`Racist` maid advert draws anger in Hong Kong
A "racist" insurance commercial depicting a male Chinese actor as a Filipina maid has drawn outrage on social media in Hong Kong, with groups representing the city`s legions of domestic helpers calling for an apology.
Hong Kong: A "racist" insurance commercial depicting a male Chinese actor as a Filipina maid has drawn outrage on social media in Hong Kong, with groups representing the city`s legions of domestic helpers calling for an apology.
Aimed at the employers of Hong Kong`s 300,000 maids, who mainly hail from the Philippines and Indonesia, the domestic helper insurance advert for Malaysia`s Hong Leong Bank shows the Chinese actor wearing dark orange make-up and a curly wig as he plays clumsy maid "Maria".
Hong Leong did not immediately respond to requests for comment, but the bank appeared to have removed the link to the advertisement from its website on Wednesday.
"I think they should make a public apology," Eni Lestari, spokeswoman for the Asian Migrants` Coordinating Body, told AFP, describing the ad as "very racist".

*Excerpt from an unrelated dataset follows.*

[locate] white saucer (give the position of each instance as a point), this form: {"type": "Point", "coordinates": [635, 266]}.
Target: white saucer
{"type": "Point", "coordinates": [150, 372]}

"You are making comedy out of someone, out of a community," she said. "For (Hong Kong residents) it`s funny, but what they don`t realise is what`s funny is actually racist."
She questioned why the bank did not hire someone from Indonesia or the Philippines to play the maid.
Others took to Twitter and Facebook to blast the advert.
"You guys should really take down that ad and apologize for it... It`s really not appropriate for a professional representation of your financial services," Kahlil Stultz wrote on the bank`s Facebook page.
"Why do you have to solidify the omnipresent racial and cultural stereotypes that are hurting so many people?" added Marcin Rutecki.
The row comes weeks after separate controversy over a Hong Kong school textbook, which critics said encouraged children to racially stereotype their neighbours.
The book asked children to match nationalities to the "appropriate" job description -- such as Indonesian for domestic helpers, or Japanese for sushi restaurant owners.
The case of Indonesian maid Erwiana Sulistyaningsih, who allegedly endured a months-long torture campaign by her Hong Kong boss, has put a spotlight on the working conditions faced by the financial hub`s domestic workers.
Her employer, a 44-year-old mother-of-two, is on trial and last week denied all the charges against her.
Amnesty International last year condemned the "slavery-like" conditions faced by some of the city`s domestic helpers and accused authorities of "inexcusable" inaction.